Lecturer and computer scientist at the University of St Andrews, Henry Legg, has become a key voice in an impassioned academic debate, after Microsoft Quantum claimed to have made “a new state of matter”.
Microsoft is an important developer of quantum computing: an emerging field of computer science that uses the principles of quantum mechanics to perform computations.
Having been a critic of the company’s work over the last few years, Dr Legg said he had made Microsoft Quantum aware of issues in its research before they made their “scientific breakthrough” public earlier this year.
The US tech giant announced in February that it had made the world’s first quantum chip, Majorana 1, which is “capable of solving meaningful, industrial-scale problems in years, not decades.”

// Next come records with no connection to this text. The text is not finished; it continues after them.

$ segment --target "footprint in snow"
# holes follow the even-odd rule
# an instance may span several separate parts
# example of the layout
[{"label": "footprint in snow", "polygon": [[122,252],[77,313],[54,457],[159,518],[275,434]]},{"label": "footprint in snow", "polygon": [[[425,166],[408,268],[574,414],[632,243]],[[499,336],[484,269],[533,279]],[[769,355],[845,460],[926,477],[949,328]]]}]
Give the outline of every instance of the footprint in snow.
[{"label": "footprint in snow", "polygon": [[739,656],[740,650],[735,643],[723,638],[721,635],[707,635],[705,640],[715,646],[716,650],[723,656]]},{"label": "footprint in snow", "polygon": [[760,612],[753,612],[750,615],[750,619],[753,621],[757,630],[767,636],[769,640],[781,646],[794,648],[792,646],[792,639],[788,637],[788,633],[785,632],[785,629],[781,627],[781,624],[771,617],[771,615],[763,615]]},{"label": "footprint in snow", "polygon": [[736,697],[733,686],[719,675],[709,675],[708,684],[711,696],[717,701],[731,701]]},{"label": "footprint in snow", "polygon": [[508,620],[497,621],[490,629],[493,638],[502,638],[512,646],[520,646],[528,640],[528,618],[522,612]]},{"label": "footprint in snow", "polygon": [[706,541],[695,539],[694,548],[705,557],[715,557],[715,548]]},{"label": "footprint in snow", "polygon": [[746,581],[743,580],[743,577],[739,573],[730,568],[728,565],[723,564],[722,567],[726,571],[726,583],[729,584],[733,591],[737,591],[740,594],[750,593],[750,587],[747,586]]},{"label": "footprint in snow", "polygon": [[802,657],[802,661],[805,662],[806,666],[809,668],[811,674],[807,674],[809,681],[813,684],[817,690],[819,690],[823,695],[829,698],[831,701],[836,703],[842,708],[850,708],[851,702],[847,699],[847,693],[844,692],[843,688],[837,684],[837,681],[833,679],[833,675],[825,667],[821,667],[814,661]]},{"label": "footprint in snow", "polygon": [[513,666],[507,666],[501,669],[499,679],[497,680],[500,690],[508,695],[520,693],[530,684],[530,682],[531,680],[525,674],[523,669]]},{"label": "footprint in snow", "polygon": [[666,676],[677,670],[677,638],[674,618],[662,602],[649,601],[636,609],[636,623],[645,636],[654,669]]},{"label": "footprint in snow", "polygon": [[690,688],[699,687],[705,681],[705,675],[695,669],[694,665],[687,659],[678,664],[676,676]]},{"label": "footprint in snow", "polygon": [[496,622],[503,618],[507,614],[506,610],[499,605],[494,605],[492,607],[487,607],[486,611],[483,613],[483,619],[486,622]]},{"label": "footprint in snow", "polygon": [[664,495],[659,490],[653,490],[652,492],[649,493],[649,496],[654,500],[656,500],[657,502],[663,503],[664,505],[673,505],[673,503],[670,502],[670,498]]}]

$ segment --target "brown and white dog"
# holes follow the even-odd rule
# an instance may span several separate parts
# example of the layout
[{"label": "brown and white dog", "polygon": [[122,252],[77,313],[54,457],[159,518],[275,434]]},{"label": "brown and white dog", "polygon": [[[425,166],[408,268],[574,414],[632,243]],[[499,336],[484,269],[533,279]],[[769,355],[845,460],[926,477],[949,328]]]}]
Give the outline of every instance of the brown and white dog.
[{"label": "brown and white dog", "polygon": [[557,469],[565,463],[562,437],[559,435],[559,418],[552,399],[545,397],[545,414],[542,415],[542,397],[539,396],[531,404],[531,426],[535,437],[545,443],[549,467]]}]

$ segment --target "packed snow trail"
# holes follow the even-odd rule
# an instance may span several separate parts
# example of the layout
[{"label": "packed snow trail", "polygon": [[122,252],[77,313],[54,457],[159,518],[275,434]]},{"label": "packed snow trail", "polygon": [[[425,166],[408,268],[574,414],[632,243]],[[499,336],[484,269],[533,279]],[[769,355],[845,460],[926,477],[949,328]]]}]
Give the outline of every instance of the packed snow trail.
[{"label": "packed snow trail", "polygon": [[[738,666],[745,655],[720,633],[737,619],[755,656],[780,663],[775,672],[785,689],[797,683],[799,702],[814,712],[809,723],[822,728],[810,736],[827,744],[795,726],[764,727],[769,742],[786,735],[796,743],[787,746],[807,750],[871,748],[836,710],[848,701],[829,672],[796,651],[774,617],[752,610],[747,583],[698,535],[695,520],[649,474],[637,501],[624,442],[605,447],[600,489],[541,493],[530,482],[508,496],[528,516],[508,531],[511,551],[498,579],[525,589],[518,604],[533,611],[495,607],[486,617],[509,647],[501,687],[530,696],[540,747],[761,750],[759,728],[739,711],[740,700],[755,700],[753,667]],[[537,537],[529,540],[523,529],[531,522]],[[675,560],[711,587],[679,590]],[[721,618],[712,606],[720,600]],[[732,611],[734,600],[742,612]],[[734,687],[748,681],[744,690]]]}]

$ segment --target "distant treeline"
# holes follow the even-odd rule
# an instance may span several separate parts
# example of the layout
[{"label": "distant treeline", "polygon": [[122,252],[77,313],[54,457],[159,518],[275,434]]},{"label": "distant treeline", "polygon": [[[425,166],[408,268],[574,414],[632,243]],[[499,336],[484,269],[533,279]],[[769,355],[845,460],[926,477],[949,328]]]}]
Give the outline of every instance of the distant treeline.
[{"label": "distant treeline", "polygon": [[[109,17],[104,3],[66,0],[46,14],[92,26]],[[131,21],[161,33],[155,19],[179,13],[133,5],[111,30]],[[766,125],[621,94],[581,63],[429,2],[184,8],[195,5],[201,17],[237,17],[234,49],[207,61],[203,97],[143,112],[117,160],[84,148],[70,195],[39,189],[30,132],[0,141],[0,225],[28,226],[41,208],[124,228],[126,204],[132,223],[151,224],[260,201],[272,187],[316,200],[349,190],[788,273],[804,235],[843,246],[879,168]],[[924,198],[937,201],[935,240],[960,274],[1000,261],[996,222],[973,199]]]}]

Dr Legg meanwhile undertook analyses of Microsoft’s work, which he said showed that the firm’s software they used was “full of bugs”, and their claims were therefore “fundamentally flawed and wrong”.
His other analyses showed that their announcement had a “central claim that was inconsistent with the actual underlying data”.
Since the firm published their “discovery”, Dr Legg has since filed ‘comments’ – the scientific world’s way of saying that no data supported the claims – to the American Physical Society and Nature, where they are under review.
The JEP spoke to Dr Legg about why he has taken action against the firm, which features heavily on his social media and in international scientific platforms.
The Jersey-born physicist, who left the island to study physics and mathematics at St Andrews, said his actions were rooted in the belief that “we do science correctly”.
“I have been repeatedly telling [Microsoft] of issues with their research for years,” he said. “However, the latest claim makes some of their previous issues look minor, it is so detached from reality and evidence that it needs to be challenged publicly.”
“Both of these issues show their claim to the world’s media to have produced a topological qubit is just not true,” he added.
Dr Legg explained that corporate interest is “dictating what gets into the literature”, at odds with “proper science”.
He said: “It’s really important to me that we do science correctly. Ultimately if we allow such things to go uncontested, it reduces the public’s confidence in science and evidence based claims.”
If his concerns are not adequately addressed by Microsoft, Dr Legg said he could seek the firm to make an official retraction or ask scientific journals to publish an “Expression of Concern”.
Dr Legg said: “I believe the concerns are serious enough to warrant significant action, and the scientific community, outside of Microsoft, has been broadly supportive since I started raising them publicly.
He added:”My focus is on ensuring that the scientific record reflects reality, and on pushing back against the erosion of scientific standards when a big tech company treats the scientific literature as a tool for generating press releases, rather than for reporting genuine discoveries based on rigorous validation.”